The very next year, Sampras reached the last four and eight in the Melbourne and Paris majors respectively and attained the World Number one ranking for the very first time in his career in 1993. Tough his top-spot was disputed since he did not hold a major title lately. However, within a few months, he claimed his first of seven Wimbledon titles. In 1995, Gullikson’s illness had shattered the reigning World Number one, Sampras. During a match against Jim Courier, a fan cheered up to pull off the match for Gullikson, and Sampras broke down and defeated Courier in the match. They won four Slams together and they dwelled for more than 100 weeks on the World Number one position. Paul Annacone was replaced as Sampras’ coach and Gullikson’s demise took place in May 1996.
Martina Hingis and Melanie Molitor
She was declared the youngest-ever Grand Slam champion who held a major title at the age of 16, she is Martina Hingis from Switzerland who majorly trained under her mother, Melanie Molitor. The mother-daughter team clinched three Slams in 1997 excluding the Paris major, the same year Hingis became the World Number one for the first time and spent 80 weeks on that position. Also, Molitor was awarded as the Trainer of the Year in Switzerland in 1997.
In 2001, she reached the Australian Open final for the fifth consecutive time by defeating the Williams sisters en route. Soon after her loss to Jennifer Capriati in the final, the Word Number one tennis player culminated his her coaching alliance with her mother. Post that, she could never get back on the apex of the singles tennis consequently losing her World Number one crown to Capriati and later she was hit by a storm of injuries. Hingis managed to reach the final in Melbourne again of the sixth straight time in 2002, but however, she was declared as the runner-up. The very next year she retired from tennis as she couldn’t bear the torment of her injuries.

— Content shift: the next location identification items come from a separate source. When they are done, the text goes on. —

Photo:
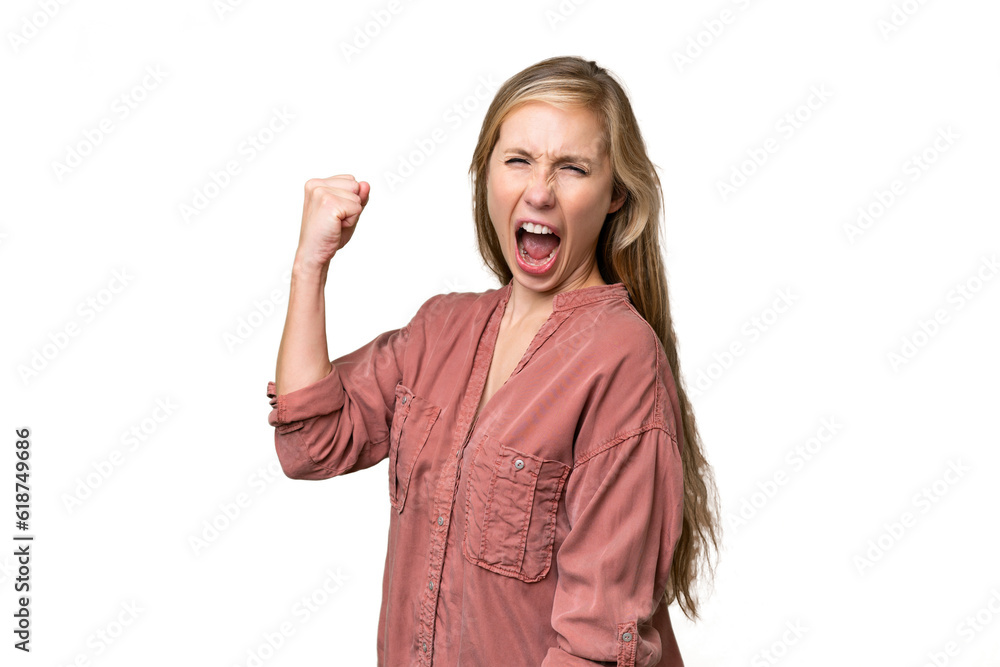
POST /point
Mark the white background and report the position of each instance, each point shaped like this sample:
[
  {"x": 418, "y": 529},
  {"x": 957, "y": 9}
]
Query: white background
[{"x": 194, "y": 283}]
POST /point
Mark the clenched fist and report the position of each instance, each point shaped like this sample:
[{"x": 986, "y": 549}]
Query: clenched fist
[{"x": 329, "y": 214}]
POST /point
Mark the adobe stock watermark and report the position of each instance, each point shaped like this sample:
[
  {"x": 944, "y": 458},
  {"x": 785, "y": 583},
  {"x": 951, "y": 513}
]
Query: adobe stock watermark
[
  {"x": 711, "y": 30},
  {"x": 230, "y": 511},
  {"x": 560, "y": 13},
  {"x": 454, "y": 116},
  {"x": 107, "y": 635},
  {"x": 912, "y": 169},
  {"x": 131, "y": 440},
  {"x": 779, "y": 649},
  {"x": 751, "y": 332},
  {"x": 795, "y": 460},
  {"x": 261, "y": 311},
  {"x": 957, "y": 298},
  {"x": 967, "y": 629},
  {"x": 59, "y": 340},
  {"x": 786, "y": 126},
  {"x": 223, "y": 8},
  {"x": 33, "y": 23},
  {"x": 301, "y": 611},
  {"x": 246, "y": 152},
  {"x": 121, "y": 107},
  {"x": 7, "y": 570},
  {"x": 373, "y": 27},
  {"x": 899, "y": 15},
  {"x": 923, "y": 501}
]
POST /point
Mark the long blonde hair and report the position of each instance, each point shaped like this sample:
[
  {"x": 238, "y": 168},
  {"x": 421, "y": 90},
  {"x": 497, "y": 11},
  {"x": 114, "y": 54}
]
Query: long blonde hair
[{"x": 628, "y": 251}]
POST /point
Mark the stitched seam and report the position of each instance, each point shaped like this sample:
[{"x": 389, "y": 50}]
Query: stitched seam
[{"x": 622, "y": 436}]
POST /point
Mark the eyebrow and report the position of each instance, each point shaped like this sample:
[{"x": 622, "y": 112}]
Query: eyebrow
[{"x": 559, "y": 158}]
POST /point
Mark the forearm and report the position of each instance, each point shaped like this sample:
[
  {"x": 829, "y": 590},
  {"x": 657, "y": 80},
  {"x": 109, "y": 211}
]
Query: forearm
[{"x": 302, "y": 355}]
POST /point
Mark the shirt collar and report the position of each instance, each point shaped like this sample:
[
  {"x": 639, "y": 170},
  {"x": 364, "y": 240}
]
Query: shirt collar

Additionally, before her officially declaration, they stopped working together during the Roland Garros 1999, when top-ranked Hingis was blown up by losing to Steffi Graf in the final also at Wimbledon she lost to 129th-ranked Jelena Dokic.
Simona Halep and Darren Cahill
The Romanian ace, Simona Halep went on to fulfil her 13-year-old dream of winning a Slam with coach Darren Cahill on the ‘terre battue’ of Paris in 2018, also she ended the 2017 and 2018 season as the World Number one tennis player. However, with the change in situations, the duo amicably concluded their partnership while Halep was reigning on the top of the WTA ladder. Post that, at the beginning of the 2019 season, she was playing without a coach and reached the fourth round of the Australian Open 2019 (where she was the finalist in the previous season). Having tumbled upon her rankings on the women’s tour Halep found a replacement for Cahill and appointed Thierry Van Cleemput.
Naomi Osaka and Sascha Bajin
The esteemed WTA icon presently on the zenith of women’s tennis scale, Naomi Osaka recently announced to dissolve her blooming league with her coach Sascha Bajin. Osaka came into the limelight of tennis under the tutelage of Bajin. She picked up her first WTA title under his conduct. Also, Osaka defeated her childhood idol, Serena Williams during the New York major to collect her first Slam and she pulled off her second consecutive major in Melbourne. The Japanese became the first Asian to arrive at the uppermost brink of professional tennis, however, within a few days after her tremendous success, the thriving player-coach pair of tennis parted ways.